Volvo Dealer Racing
- Manufacturer: Volvo
- Team Principal: George Shepheard
- Race Drivers: Tony Scott (1994-95, 97) Peter Brock (1994-96) Kent Youlden (1994) Jim Richards (1996-99) Cameron McLean (1997, 99) Jan Nilsson (1997-98) Rickard Rydell (1997-98) Tim Harvey (1998) Mark Adderton (1999) Mark Williamson (1999) Craig Baird (1999) Matthew Coleman (1999)
- Chassis: 850 GLT 850 T-5R 850 Estate 850 S40
- Debut: 1994
- 2nd (Richards)

= Volvo Dealer Racing =

Volvo Dealer Racing, known originally as the Volvo Dealer Team and occasionally as Volvo 850 Racing, Volvo S40 Racing and Volvo Racing was an Australian motor racing team that debuted in 1994 competing in the Australian Production Car Championship and at the Bathurst 12 Hour before stepping up to the new Australian Super Touring Championship in 1995 and continued racing through to 1999.

==History==
In 1994, Volvo contracted George Shepherd's Roadsafe Motorsport to manage a Group E production car programme. The team first appeared at that year's Bathurst 12 Hour, running a Volvo 850 T-5R in Class T and an 850 GLT in Class B. Tony Scott would continue driving the 850 GLT, claiming third in the 1994 Australian Production Car Championship. The T-5R re-appeared at the 1994 Sandown 500 with Kent Youlden driving alongside Dutch Formula 1 driver Jan Lammers winning its class and finishing fourth amongst the production cars.

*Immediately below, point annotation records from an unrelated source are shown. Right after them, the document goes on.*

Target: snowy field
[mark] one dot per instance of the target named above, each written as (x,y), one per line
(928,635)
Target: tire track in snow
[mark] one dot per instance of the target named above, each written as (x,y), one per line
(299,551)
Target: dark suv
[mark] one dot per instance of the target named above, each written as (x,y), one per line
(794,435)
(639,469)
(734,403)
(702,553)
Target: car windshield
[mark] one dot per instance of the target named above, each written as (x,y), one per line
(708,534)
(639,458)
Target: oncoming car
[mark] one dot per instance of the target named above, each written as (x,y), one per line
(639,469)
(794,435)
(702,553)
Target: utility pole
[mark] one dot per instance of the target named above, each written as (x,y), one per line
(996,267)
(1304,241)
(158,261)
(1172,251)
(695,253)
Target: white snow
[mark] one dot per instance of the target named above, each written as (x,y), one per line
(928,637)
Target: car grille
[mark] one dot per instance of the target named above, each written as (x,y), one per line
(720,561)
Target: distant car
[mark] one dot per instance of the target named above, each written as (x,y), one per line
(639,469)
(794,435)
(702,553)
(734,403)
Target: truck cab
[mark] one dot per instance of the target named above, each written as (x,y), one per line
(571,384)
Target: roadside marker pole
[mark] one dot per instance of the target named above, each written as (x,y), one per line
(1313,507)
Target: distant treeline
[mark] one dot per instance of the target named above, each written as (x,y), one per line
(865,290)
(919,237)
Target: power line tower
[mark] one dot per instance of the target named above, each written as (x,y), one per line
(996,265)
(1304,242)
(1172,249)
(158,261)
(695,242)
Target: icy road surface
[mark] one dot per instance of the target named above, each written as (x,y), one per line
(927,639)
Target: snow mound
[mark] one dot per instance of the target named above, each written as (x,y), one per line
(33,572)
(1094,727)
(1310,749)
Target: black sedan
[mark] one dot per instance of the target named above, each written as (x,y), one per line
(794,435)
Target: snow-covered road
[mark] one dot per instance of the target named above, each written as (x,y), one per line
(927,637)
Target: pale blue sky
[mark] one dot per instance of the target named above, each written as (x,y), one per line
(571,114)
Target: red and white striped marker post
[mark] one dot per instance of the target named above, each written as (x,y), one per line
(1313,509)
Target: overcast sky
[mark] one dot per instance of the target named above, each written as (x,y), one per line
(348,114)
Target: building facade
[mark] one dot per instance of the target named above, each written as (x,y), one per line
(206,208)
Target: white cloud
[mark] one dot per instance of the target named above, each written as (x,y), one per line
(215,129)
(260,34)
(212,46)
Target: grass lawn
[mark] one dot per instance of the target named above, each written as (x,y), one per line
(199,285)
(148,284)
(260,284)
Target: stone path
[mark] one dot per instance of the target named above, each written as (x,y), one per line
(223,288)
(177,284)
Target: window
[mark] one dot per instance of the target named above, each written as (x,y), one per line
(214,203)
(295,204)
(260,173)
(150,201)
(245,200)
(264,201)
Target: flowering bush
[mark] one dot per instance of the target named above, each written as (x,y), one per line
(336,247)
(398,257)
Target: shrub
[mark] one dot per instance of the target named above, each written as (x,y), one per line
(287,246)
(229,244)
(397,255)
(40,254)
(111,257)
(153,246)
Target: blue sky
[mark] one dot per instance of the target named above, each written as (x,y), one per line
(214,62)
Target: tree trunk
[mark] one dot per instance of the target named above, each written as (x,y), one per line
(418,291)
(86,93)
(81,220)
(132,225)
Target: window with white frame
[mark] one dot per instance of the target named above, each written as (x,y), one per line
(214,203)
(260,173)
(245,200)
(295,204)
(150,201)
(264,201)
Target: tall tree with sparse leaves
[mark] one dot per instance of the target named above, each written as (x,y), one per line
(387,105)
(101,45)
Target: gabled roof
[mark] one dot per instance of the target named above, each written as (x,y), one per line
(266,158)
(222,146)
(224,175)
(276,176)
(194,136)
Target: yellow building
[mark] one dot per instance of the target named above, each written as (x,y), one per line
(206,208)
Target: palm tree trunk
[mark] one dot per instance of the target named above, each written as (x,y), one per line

In 1995, the team benched the production cars as the 12 Hour race left Bathurst to move to an end of season race at Eastern Creek Raceway, with the team entering the Australian Super Touring Championship, acquiring a Volvo 850 Estate that had been campaigned in the 1994 British Touring Car Championship from Tom Walkinshaw Racing.

In 1996, Peter Brock was signed to drive a more conventional Volvo 850 sedan. Jim Richards would drive the car to win the 1996 Bathurst 1000 support event, before replacing Brock full-time in 1997. In 1998, the team upgraded to a S40 winning the Bathurst 1000.

The team expanded to two S40s in 1999 with Cameron McLean, Mark Adderton and Mark Williamson driving the second car. The team closed at the end of 1999 after a loss of factory support from Volvo.